Glasswing : cybersécurité mondiale par les Big Tech, sans l’Europe Glasswing réunit les Big Tech autour d’une cybersécurité mondiale, avec des questions sur l’Europe et la gouvernance. Glasswing se présente comme une initiative de cybersécurité mondiale portée par Anthropic et une constellation de géants du numérique.

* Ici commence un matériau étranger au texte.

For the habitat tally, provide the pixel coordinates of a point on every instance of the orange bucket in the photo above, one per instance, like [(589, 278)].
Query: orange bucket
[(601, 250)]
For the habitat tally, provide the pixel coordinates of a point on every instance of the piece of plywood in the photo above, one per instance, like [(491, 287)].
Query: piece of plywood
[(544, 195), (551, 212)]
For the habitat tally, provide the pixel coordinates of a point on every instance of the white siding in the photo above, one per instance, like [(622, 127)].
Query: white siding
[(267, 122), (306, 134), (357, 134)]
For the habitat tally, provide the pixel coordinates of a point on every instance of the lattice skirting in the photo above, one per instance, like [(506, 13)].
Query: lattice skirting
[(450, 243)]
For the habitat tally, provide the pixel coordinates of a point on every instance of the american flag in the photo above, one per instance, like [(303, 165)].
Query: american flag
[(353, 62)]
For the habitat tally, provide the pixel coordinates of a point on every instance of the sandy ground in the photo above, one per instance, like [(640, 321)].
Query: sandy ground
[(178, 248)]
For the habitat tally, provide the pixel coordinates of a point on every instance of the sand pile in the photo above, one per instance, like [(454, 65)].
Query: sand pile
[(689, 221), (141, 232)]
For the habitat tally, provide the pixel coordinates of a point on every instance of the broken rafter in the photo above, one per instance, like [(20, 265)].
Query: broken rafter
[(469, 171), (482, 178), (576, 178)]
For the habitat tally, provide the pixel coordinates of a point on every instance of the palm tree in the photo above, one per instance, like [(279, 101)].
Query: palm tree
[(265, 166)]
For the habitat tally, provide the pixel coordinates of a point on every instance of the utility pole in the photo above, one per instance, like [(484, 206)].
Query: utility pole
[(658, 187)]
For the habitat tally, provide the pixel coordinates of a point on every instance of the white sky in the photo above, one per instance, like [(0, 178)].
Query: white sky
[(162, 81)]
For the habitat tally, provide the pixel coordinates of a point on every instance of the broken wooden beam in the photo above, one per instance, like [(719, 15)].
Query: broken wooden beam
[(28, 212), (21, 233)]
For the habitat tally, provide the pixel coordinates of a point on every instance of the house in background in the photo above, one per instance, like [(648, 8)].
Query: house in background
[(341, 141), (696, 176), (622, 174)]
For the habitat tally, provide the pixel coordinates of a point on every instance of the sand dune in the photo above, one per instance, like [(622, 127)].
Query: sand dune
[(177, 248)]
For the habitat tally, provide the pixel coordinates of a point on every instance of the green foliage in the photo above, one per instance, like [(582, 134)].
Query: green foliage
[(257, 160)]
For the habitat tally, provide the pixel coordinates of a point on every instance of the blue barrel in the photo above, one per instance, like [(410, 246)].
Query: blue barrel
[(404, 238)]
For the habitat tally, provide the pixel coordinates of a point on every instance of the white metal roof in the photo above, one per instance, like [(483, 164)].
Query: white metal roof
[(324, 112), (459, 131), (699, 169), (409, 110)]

Glasswing se présente comme une initiative de cybersécurité mondiale portée par Anthropic et une constellation de géants du numérique. L’objectif est de redéfinir la sécurité des logiciels et des chaînes d’approvisionnement, en fédérant des acteurs tels qu AWS, Google, Microsoft, NVIDIA, Apple et des spécialistes de la sécurité comme Cisco, CrowdStrike et Palo Alto Networks. L’idée est de coordonner les efforts pour réduire les vulnérabilités, accélérer les correctifs et renforcer la résilience des systèmes, du développement jusqu’au déploiement. Dans le même temps, la question de la place de l’Europe dans ce cadre privé se pose vivement: pourquoi elle ne figure pas explicitement au cœur de l’initiative ?
Glasswing : une coalition privée pour sécuriser les logiciels à l’échelle mondiale
L’alliance réunit des poids lourds du cloud et de la sécurité, autour d’un objectif commun: établir des normes communes, partager des renseignements sur les menaces et déployer des pratiques de sécurité solides tout au long du cycle de vie logiciel. L’objectif pratique est de disposer de mécanismes coordonnés pour corriger rapidement les failles et rendre les chaînes d’approvisionnement plus traçables. Si l’intention est louable sur le papier, elle soulève aussi des enjeux concrets: qui définit les règles, qui supervise leur application et comment éviter une concentration excessive du pouvoir technologique entre quelques entreprises privées ?
Ce que cela change, comment ça marche
Ce que Glasswing pourrait changer en pratique repose sur deux axes: des standards partagés et une coordination opérationnelle renforcée. Voici les leviers qui semblent émerger :
- Gouvernance et standards : les acteurs pourraient promouvoir des référentiels communs pour le développement sûr et la gestion des dépendances logiciels.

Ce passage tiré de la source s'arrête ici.